Trump-Staatsanwalt leitet die Ermittlungen

Laut „New York Times“ wurde die aktuelle Untersuchung von Andrew Boutros, dem von Trump ernannten US-Staatsanwalt in Illinois, eingeleitet. US-Justizminister und Generalstaatsanwalt Todd Blanche soll sich wegen seiner anwaltlichen Vertretung von Trump im Fall Carroll von den Ermittlungen zurückgezogen haben.

Hintergrund: Schon 2019 erhob Carroll die schweren Vorwürfe gegen Donald Trump. Die langjährige Ratgeber-Kolumnistin der Zeitschrift „Elle“ warf Trump vor, sie im New Yorker Kaufhaus „Bergdorf Goodman“ in einer Umkleidekabine vergewaltigt zu haben. „Das ist ein großer Sieg für jede Frau, die aufsteht, wenn sie niedergestoßen wird, und eine große Niederlage für jeden Tyrannen, der versucht hat, eine Frau kleinzuhalten“, sagte Carroll nach dem Urteil.

Trumps „Vergeltungskampagne“

Die Untersuchung ist der jüngste Schritt in den Bemühungen des Justizministeriums, Trumps langjährige persönliche Feinde ins Visier zu nehmen. Unter der Leitung des Justizministers Todd Blanche hat das Justizministerium „Trumps Vergeltungskampagne beschleunigt“, wie der Sender „CNN“ am Mittwoch berichtete.
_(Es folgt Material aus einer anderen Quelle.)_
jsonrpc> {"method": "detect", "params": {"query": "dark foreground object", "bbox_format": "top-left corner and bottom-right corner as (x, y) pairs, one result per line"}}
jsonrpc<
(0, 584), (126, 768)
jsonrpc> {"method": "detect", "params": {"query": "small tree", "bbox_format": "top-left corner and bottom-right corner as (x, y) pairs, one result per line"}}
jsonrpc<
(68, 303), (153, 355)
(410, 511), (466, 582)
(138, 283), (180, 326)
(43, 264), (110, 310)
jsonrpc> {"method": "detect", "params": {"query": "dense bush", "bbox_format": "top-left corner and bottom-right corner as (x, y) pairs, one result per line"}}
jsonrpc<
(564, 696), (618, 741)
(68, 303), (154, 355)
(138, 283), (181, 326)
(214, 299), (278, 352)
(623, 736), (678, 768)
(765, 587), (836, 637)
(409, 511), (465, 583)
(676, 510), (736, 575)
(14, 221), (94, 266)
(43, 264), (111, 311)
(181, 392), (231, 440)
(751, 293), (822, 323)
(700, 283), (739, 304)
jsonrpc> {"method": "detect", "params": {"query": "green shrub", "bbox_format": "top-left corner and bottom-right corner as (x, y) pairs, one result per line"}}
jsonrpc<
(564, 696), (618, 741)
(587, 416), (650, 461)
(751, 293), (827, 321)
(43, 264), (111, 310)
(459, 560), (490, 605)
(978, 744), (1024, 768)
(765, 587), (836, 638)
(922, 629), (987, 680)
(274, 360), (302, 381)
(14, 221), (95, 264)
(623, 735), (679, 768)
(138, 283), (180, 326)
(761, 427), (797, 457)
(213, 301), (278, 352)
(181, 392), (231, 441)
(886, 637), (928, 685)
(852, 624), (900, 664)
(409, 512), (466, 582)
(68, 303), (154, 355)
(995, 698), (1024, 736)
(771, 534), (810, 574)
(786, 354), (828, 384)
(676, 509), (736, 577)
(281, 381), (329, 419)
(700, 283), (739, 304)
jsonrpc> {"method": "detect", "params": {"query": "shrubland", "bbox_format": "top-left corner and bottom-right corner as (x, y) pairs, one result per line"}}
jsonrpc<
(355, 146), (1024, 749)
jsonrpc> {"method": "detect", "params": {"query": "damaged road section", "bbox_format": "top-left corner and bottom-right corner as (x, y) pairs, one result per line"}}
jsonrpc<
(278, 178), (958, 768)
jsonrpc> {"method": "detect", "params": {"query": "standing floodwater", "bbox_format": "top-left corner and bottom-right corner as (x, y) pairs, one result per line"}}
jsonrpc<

Zuletzt hatte das Justizministerium die US-Steuerbehörden dazu verpflichtet, Prüfungen gegen den US-Präsidenten und seine Familie einzustellen. Die Beamten dürfen laufende Verfahren zu Trumps Steuererklärungen nicht weiter verfolgen. Todd Blanche hatte mit Trump vereinbart, die Bundessteuerbehörde (IRS: „Internal Revenue Service“) müsse den Präsidenten, seine Familie und seine Unternehmen von derzeit laufenden oder möglichen Steuerverfahren befreien.